Psychosocial wellbeing of people with CKD seems to have fallen behind other fields of medicine. There may be a number of QOL instruments and scales, but in most instances the tools claiming to assess QOL are nothing but fancy ways of measuring morbidity and mortality. Most QOL tools focus directly on how disease interferes with people’s lives – from a physiological and safety point of view – ignoring the aspects that really matter to the person with CKD.
While the psychosocial aspects of cancer, diabetes and many other illnesses are acknowledged and researched, it still seems difficult to provide even adequate basic treatment for dialysis patients – let alone determine how they are faring on said treatment.

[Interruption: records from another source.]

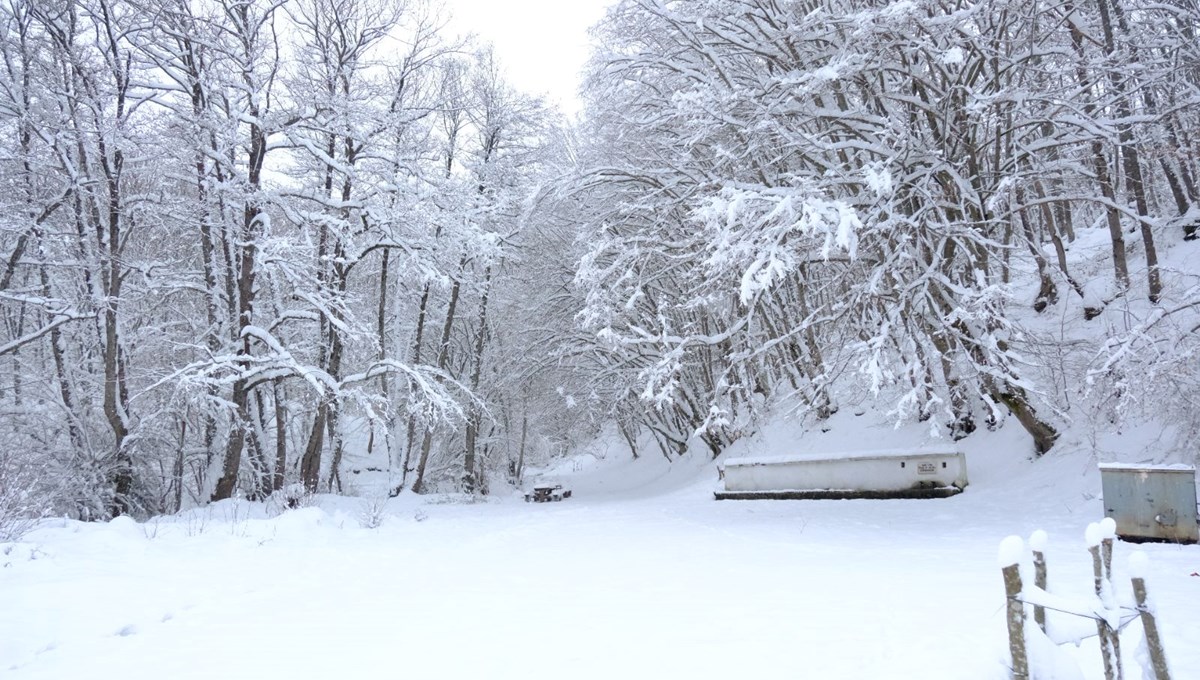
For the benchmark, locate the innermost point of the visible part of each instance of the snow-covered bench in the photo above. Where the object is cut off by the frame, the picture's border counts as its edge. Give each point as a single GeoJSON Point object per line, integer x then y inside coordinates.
{"type": "Point", "coordinates": [937, 473]}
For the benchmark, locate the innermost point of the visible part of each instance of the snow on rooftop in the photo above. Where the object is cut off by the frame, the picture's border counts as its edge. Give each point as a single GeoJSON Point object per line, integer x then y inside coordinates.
{"type": "Point", "coordinates": [1141, 467]}
{"type": "Point", "coordinates": [915, 452]}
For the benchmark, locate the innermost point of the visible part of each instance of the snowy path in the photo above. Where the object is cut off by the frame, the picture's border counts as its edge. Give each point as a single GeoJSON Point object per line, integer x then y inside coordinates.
{"type": "Point", "coordinates": [672, 585]}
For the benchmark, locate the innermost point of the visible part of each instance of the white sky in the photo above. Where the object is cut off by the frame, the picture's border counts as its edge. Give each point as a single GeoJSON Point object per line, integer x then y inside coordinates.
{"type": "Point", "coordinates": [541, 43]}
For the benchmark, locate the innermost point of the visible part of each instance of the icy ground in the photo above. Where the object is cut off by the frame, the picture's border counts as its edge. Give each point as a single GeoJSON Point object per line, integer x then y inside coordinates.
{"type": "Point", "coordinates": [640, 575]}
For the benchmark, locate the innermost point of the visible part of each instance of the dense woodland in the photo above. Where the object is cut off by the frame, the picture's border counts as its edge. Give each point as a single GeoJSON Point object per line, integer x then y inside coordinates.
{"type": "Point", "coordinates": [245, 239]}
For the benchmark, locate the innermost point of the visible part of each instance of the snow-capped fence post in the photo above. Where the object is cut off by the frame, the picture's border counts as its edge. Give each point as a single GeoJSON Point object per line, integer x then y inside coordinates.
{"type": "Point", "coordinates": [1011, 549]}
{"type": "Point", "coordinates": [1138, 563]}
{"type": "Point", "coordinates": [1038, 545]}
{"type": "Point", "coordinates": [1110, 644]}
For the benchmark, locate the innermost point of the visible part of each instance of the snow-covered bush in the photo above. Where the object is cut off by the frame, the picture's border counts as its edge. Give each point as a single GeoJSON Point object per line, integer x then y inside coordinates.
{"type": "Point", "coordinates": [19, 505]}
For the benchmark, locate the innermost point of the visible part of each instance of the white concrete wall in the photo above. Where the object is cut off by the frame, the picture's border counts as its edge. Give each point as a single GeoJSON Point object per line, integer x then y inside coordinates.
{"type": "Point", "coordinates": [849, 473]}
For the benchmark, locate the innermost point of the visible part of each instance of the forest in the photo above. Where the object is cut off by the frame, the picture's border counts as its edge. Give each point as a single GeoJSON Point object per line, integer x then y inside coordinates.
{"type": "Point", "coordinates": [243, 240]}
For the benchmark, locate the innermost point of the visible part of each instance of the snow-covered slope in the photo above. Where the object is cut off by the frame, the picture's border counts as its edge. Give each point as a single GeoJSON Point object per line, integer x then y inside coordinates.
{"type": "Point", "coordinates": [641, 573]}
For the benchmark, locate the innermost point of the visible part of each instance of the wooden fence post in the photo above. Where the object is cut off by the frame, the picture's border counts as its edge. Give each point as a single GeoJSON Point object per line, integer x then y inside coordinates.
{"type": "Point", "coordinates": [1138, 564]}
{"type": "Point", "coordinates": [1110, 644]}
{"type": "Point", "coordinates": [1011, 549]}
{"type": "Point", "coordinates": [1038, 543]}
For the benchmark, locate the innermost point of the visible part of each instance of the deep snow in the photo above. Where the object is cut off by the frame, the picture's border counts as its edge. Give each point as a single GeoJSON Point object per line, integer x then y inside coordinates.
{"type": "Point", "coordinates": [640, 575]}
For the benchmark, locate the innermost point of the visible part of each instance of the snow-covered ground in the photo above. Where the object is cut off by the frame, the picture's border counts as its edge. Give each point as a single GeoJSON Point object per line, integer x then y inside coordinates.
{"type": "Point", "coordinates": [640, 575]}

The article by Joshi points out that the lab results, biomarkers and dialysis adequacy so diligently measured and documented by treatment teams, for the most part have very little or no impact on true QOL. They have only prompted a slight improvement in measuring morbidity and mortality rates and are poor indicators of psychosocial health in people with CKD.
Joshi’s article ought to be a landmark study. Unfortunately it was published in an obscure journal by a single author so it will most likely be ignored by most. It deserves to be the foundation for a whole new view on dialysis care. It makes us aware how treatment teams have too narrow a concept of true patient care.
(1) Maslow, A. (1954). Motivation and personality. New York, NY: Harper.